Ukip have created a fault line. They speak to the pain that the population are experiencing now and the deep unease that they feels about the future. For the elderly it is the fact that their savings are being eroded by effectively negative real interest rates, for the middle aged the date they can retire is receding, for those who work in the public sector redundancy looms, for those in the private sector their terms and conditions worsening with zero hour contracts,  all are finding their incomes declining in real terms, and young people if they can get a job certainly cannot get a house in large parts of the country.

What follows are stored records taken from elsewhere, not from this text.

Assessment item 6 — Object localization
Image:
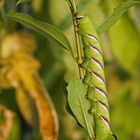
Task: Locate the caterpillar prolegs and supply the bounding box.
[75,12,116,140]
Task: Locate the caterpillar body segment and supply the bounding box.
[75,12,112,140]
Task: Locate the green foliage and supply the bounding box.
[7,12,73,56]
[67,79,94,139]
[16,0,32,6]
[97,0,140,34]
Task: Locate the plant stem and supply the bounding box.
[69,0,84,79]
[73,15,83,79]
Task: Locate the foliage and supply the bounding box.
[0,0,140,140]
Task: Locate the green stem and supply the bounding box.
[68,0,84,79]
[73,15,83,79]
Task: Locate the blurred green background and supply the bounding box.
[0,0,140,140]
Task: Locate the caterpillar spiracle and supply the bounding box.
[75,12,116,140]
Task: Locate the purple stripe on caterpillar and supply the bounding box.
[86,34,98,42]
[91,57,104,70]
[99,115,111,129]
[89,45,103,56]
[98,101,109,112]
[92,71,106,84]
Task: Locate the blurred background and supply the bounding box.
[0,0,140,140]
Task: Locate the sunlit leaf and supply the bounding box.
[97,0,140,34]
[67,79,94,139]
[7,12,73,56]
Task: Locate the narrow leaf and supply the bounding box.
[97,0,140,35]
[6,12,73,56]
[16,0,31,6]
[67,79,94,138]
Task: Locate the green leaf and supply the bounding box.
[6,12,73,56]
[16,0,32,6]
[97,0,140,35]
[67,79,94,139]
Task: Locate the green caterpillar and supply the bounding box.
[75,12,116,140]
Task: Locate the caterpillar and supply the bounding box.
[75,12,116,140]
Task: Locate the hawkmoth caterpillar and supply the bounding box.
[75,12,116,140]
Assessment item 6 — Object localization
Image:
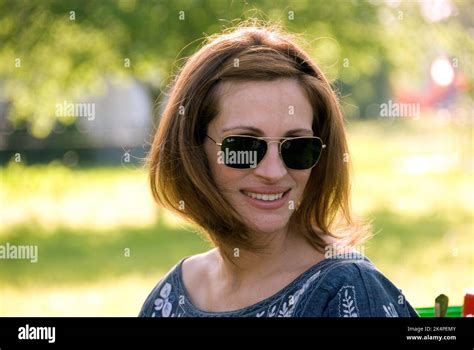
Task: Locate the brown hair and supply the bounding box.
[149,25,368,255]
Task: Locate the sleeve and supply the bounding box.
[138,279,163,317]
[138,262,181,317]
[323,261,418,317]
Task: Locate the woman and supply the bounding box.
[140,26,417,317]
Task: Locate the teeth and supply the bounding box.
[244,191,284,202]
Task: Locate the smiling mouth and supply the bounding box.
[240,190,290,202]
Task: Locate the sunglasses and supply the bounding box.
[206,135,326,170]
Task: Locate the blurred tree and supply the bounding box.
[0,0,472,138]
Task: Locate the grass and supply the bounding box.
[0,117,474,316]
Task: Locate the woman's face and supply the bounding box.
[205,79,313,237]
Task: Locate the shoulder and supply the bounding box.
[138,259,184,317]
[303,255,417,317]
[139,251,217,317]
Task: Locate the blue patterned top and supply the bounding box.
[139,254,418,317]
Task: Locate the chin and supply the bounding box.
[245,217,288,234]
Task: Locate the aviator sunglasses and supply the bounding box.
[206,135,326,170]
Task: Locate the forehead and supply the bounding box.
[213,79,313,133]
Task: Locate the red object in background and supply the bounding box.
[462,293,474,317]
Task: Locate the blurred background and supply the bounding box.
[0,0,474,316]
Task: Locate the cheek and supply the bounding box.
[206,149,242,188]
[291,170,311,194]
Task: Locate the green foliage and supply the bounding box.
[0,0,472,137]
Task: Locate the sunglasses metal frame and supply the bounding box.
[206,134,326,170]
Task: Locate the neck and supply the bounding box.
[216,229,320,289]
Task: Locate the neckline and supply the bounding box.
[177,254,367,316]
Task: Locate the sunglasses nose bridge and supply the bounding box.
[267,141,282,154]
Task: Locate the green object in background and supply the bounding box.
[416,306,462,317]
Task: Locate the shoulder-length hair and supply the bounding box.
[149,21,368,256]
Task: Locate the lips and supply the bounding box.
[240,187,291,209]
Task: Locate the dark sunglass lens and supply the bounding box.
[220,136,267,169]
[281,138,323,170]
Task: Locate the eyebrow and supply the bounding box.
[221,125,313,135]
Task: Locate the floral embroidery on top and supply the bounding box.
[255,271,321,317]
[152,282,173,317]
[337,286,359,317]
[382,303,398,317]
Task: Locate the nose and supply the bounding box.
[254,142,288,182]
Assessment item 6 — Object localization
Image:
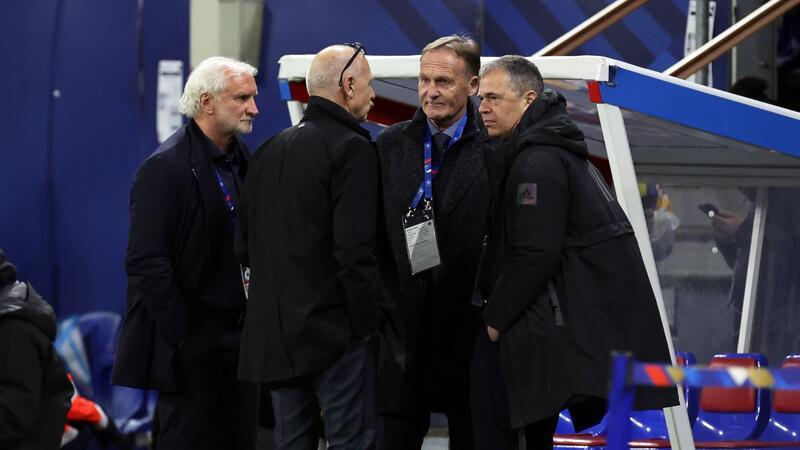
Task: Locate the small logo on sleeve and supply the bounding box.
[517,183,537,205]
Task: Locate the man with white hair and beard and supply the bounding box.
[236,44,378,450]
[112,57,258,450]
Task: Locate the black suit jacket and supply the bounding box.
[112,120,247,391]
[237,97,379,383]
[377,104,489,411]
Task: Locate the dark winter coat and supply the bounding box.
[237,97,379,383]
[376,103,489,412]
[112,120,248,392]
[0,282,72,450]
[481,90,677,428]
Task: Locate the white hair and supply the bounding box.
[178,56,258,118]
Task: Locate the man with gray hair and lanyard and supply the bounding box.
[112,57,258,450]
[377,35,489,450]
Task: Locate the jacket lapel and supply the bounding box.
[437,108,485,223]
[187,121,228,241]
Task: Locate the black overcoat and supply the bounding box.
[481,90,677,428]
[112,120,248,391]
[377,102,489,412]
[236,96,379,385]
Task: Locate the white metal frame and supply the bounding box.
[278,55,800,450]
[597,103,694,450]
[736,187,769,353]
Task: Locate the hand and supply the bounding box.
[486,325,500,342]
[711,209,744,242]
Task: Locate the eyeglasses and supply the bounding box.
[339,42,367,87]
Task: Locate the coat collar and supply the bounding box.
[301,95,372,141]
[185,120,248,236]
[405,99,486,223]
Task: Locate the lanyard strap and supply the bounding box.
[411,113,467,209]
[214,168,236,227]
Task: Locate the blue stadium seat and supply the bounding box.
[553,352,699,449]
[692,353,770,442]
[758,354,800,447]
[78,311,120,411]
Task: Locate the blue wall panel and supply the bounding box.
[0,0,730,315]
[51,0,140,311]
[0,2,63,301]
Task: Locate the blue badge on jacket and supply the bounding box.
[517,183,536,206]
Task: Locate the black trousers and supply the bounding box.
[470,329,558,450]
[152,363,258,450]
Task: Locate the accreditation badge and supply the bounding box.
[239,264,250,300]
[403,204,442,275]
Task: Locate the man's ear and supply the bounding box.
[469,75,480,97]
[525,91,537,106]
[342,75,356,98]
[200,92,214,114]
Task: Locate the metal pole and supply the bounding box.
[597,103,695,450]
[736,186,769,353]
[694,0,709,86]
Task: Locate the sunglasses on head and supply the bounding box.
[339,42,367,87]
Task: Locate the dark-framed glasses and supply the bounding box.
[339,42,367,87]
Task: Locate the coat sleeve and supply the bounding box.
[0,320,44,448]
[331,138,378,337]
[125,158,190,345]
[483,150,569,332]
[234,140,275,266]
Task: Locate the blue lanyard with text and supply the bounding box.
[411,113,467,209]
[214,169,236,227]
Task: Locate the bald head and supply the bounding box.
[306,45,366,99]
[306,44,375,121]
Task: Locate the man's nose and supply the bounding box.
[478,98,490,114]
[247,99,258,116]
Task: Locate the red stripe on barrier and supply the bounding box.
[644,364,674,386]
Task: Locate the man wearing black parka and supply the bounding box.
[473,56,677,449]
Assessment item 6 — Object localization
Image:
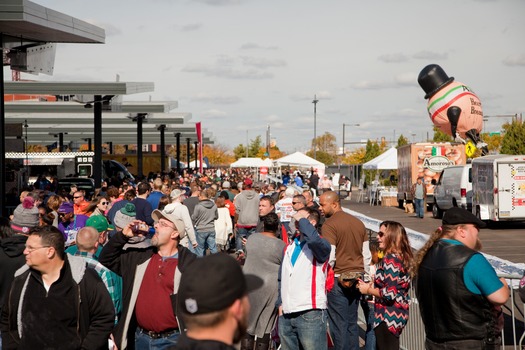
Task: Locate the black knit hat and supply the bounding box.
[177,253,263,315]
[442,207,487,228]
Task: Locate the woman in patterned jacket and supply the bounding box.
[358,221,413,350]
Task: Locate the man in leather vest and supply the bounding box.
[414,208,509,350]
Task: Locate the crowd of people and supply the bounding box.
[0,169,509,350]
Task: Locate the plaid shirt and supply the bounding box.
[75,251,122,324]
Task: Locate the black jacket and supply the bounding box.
[1,254,115,350]
[99,231,197,349]
[0,234,27,312]
[415,240,501,342]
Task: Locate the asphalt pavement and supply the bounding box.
[342,191,525,263]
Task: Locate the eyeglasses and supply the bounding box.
[26,245,50,253]
[159,221,176,230]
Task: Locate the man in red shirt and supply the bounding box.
[73,191,89,215]
[99,206,196,349]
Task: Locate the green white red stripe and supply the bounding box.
[428,85,478,121]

To change my metaphor, there is a lot of tinder lying around and Ukip are providing a spark. Furthermore I think the major parties should not assume that the first past the post voting system for the 2015 general election will douse the Ukip torch. People are hurting and want out and Ukip seem to be offering them a route. Ironically they are tapping in to precisely what Nick Clegg tapped into 4 years ago.

This is not just an issue in the UK. It might seem strange to put UKIP, Occupy Wall Street, the Tea Party, and sundry proto fascist and extreme left groups on the continent together but they are all expressions of growing frustration with the way the economy is being shaped and the social and political consequences of this. The catalyst may be immigration but as I have argued the causes are far more pervasive and deeply rooted. Unless these are addressed closing our borders will provide a temporary and unedifying distraction. To be clear Ukip does not have the answer indeed they are not even addressing the right question.

Technology and globalisation are setting life defining challenges for us. Some argue that these are forces which it is pointless, indeed counterproductive, to try to shape. They accept they can often cause “dislocation” but go on to argue that the evidence from the industrial revolution and the developing economies is that eventually everyone is better off. Unfortunately, there are increasing signs that innovation is not always tied to productivity increases nor grow to the increase in new quality jobs.

One example,  I accept crude, of the future we may face is provided by Citigroup. They have advised clients to structure their investment portfolios around the growing consumer power of the super rich. They think “…the world is dividing into two blocks – the Plutonomy and the rest.” They see the economy as an hourglass with a smaller and smaller number of super rich consumers of luxury items,  (yachts and jets) at the top. And for a the rest…? The future is Poundland.

This picture of the future is not good for anyone. What we lack are politicians that have the nerve to articulate a different vision. One which challenges some very powerful vested interests and indeed at times contradicts some of the bar room certainties of public opinion. To be clear, I believe, a future which needs to remain committed to a free market system with private property rights and inequality of rewards. However, inequality within bounds that are rationally debated. The clock is ticking for a considered and structured response to these issues the alternatives are in no ones interest.

Back to where I started, what on earth can be said in favour of people voting for Ukip?  Grasping a positive from this it shows that, despite regulations and laws being made which seem to be tailored in the interests of the minority, despite the obscene salary levels being paid to an industry that nearly destroyed the western economy, despite the frailties and venality of some of todays politicians some people still have faith in democracy.  From what I have said it will be clear that I think the faith in Ukip is totally misplaced however the recourse to democracy when you are hurting is something we must strive to support.